It’s been interesting watching the metamorphosis of the tasting room. Back in the late 1960s and early 1970s, tasting rooms were few and far between. About the only one most people would remember was at the Italian Swiss Colony in lovely downtown Asti. Wines offered were state-of-the-art “beverage wines,” “pop wines” or “cheap drunks”—take your choice what you’d like to call them. Remember all of those lovely wines like Spinada, Tyrolia, wrapped Tipo Chianti bottles, Silver Satin, Thunderbird, Annie Green Springs and Bartles & James wine coolers?
Back then, Gallo and ISC pretty much dominated the entire wine market, and the term “wino” was frequently used when referring to someone who enjoyed wine—if you could see through the paper bag and what was in it. Probably one of the only things many people would remember was the free postcards and postage available to all visitors. As a sidelight, Beringer (aka Fosters from Australia) has just recently reopened the ole Asti tasting room but without the great little old winemaker: me.
Back in those days, many wineries felt a tasting room was too much work and not worth the effort. I remember the Gallo philosophy about not giving away anything you could sell. There weren’t even any signs on its facilities, and the Modesto winery looked more like a Standard Oil refinery. (Actually, it still does, except the office, which looks more like the Taj Mahal.) Also at the beginning of the ’70s, Napa Valley already had a great head start with tasting rooms while Sonoma County was still making bulk wine and sold in tankers, not bottles.
Slowly, Sonoma began to mature with the planting of better varietals and then the making of premium wines. Mendocino and Lake counties are currently going through those growing pains. Yes, there are a lot of tasting rooms up there, but consistent high quality and the fame that goes with it has been alluding them. Both tend to still be export counties. Mendocino wineries also don’t seem to enter many judgings throughout the country, so that also makes it difficult to gauge quality against its peers. (Anderson Valley doesn’t count in that last statement.)

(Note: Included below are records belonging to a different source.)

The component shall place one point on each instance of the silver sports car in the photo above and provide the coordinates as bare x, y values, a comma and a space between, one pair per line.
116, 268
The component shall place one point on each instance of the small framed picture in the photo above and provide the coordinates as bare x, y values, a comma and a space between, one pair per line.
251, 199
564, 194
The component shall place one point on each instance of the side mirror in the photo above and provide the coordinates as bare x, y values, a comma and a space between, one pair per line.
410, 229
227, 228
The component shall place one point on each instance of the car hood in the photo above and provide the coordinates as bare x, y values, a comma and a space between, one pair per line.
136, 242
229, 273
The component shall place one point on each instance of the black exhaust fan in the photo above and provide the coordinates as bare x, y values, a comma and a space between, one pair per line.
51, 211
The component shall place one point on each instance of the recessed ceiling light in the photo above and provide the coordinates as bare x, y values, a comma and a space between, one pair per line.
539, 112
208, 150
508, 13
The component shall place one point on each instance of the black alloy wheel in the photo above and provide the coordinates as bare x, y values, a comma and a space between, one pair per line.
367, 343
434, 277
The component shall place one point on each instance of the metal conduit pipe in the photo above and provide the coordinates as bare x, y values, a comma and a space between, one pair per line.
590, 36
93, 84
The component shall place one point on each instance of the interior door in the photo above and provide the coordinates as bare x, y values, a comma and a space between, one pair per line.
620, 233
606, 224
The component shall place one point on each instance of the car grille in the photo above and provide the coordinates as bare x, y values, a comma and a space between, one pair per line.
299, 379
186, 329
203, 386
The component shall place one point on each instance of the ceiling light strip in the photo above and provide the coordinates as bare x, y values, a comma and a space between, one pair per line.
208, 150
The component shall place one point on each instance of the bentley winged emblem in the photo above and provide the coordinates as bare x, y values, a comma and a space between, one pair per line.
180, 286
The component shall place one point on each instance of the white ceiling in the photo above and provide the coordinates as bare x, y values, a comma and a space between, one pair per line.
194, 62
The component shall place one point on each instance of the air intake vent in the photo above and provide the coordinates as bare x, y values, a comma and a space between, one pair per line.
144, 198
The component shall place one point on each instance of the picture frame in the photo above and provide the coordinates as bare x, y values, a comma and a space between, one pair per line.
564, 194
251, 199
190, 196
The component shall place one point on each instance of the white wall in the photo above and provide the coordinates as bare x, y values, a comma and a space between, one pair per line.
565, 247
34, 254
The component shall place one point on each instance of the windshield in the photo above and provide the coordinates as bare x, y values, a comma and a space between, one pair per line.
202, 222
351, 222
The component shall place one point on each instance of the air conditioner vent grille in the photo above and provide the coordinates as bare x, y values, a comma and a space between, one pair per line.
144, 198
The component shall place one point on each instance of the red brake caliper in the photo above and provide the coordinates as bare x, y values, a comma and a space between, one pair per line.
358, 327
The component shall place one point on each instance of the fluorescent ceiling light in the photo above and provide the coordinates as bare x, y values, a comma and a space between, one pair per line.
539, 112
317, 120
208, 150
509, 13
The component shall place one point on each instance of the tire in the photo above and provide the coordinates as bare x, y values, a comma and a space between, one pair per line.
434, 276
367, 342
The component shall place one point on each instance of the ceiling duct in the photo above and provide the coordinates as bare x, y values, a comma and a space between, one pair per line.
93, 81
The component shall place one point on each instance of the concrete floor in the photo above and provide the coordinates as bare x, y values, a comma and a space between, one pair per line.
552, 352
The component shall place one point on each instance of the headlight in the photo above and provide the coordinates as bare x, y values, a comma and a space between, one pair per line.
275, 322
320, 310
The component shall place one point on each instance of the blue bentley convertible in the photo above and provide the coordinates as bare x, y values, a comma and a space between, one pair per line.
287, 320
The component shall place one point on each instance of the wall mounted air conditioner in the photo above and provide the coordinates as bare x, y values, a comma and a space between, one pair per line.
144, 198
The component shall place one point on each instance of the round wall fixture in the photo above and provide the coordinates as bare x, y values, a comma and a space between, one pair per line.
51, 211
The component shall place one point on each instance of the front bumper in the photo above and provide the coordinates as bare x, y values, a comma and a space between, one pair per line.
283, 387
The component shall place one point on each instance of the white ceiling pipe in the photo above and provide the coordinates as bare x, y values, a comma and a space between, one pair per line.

So the tasting room started out as a stepchild and has gradually worked its way up to being the tail that wags the dog. Especially with smaller wineries that can’t really afford to market through the traditional three-tier system, a direct-to-consumer method is mandatory. Tasting rooms today are major profit centers for many wineries. Not only do they let you sell your wine at full retail, instead of one-third or half off through normal channels, but you can sell other high mark-up items that make many tasting rooms look like a Macy’s (or, in some cases, Target). Sebastiani’s redone tasting room looks like Sur la Table.
I’ve definitely noticed local tasting rooms do sell high-quality products and charge a high-quality price.
It now seems the latest and newest fad is to not only have a tasting room, but two. Downtown Healdsburg is rapidly becoming wall-to-wall tasting rooms. One reason is the profit margins let them pay the ungodly high rents that most other tourist-driven businesses can’t afford. It also lets them reach even more tourists and, some say, reduces congestion on the back roads—which I really doubt. If you’re only interested in the wine and not the great beauty our area offers, then why not stay in town and crawl from one to the next?
It’s also interesting to note that, for wineries producing 5,000 cases or less, more than 60 percent of sales are through tasting rooms. For the state industry overall, it’s about 42 percent. (Outside of California, both numbers are much higher.) It’s all well and good that wineries sell a lot of wine through tasting rooms, but I still maintain the utmost purpose of a tasting room is to introduce people to your wine, show them a great time and then hope they remember you the next time they go wine shopping at their local retailer.
Selling your wine at full retail is one big profit incentive, but today we’re seeing a newer twist—charging for tasting. In an area where high-quality wine in itself is the draw, charging is one thing—but in new areas, where you’re trying to get initial recognition, charging generally doesn’t work. It can cut down on the complete freeloaders (or tire kickers, as they’re called), but it certainly adds to the till.
I do question the wisdom, or the reason, for not deducting the tasting fee if a purchase is made. Most charges run between $3 to $5 for two to six tastings, and sometimes $10 or more for a special reserve tasting that may also be served with matching finger foods.
It’s starting to sound more and more like a restaurant, if you ask me. What’s next: reservations required? Oh wait, some places already do that, too.
Seems to me it’s sometimes better just to sit on your own porch and do your homework. Snacks are on the house.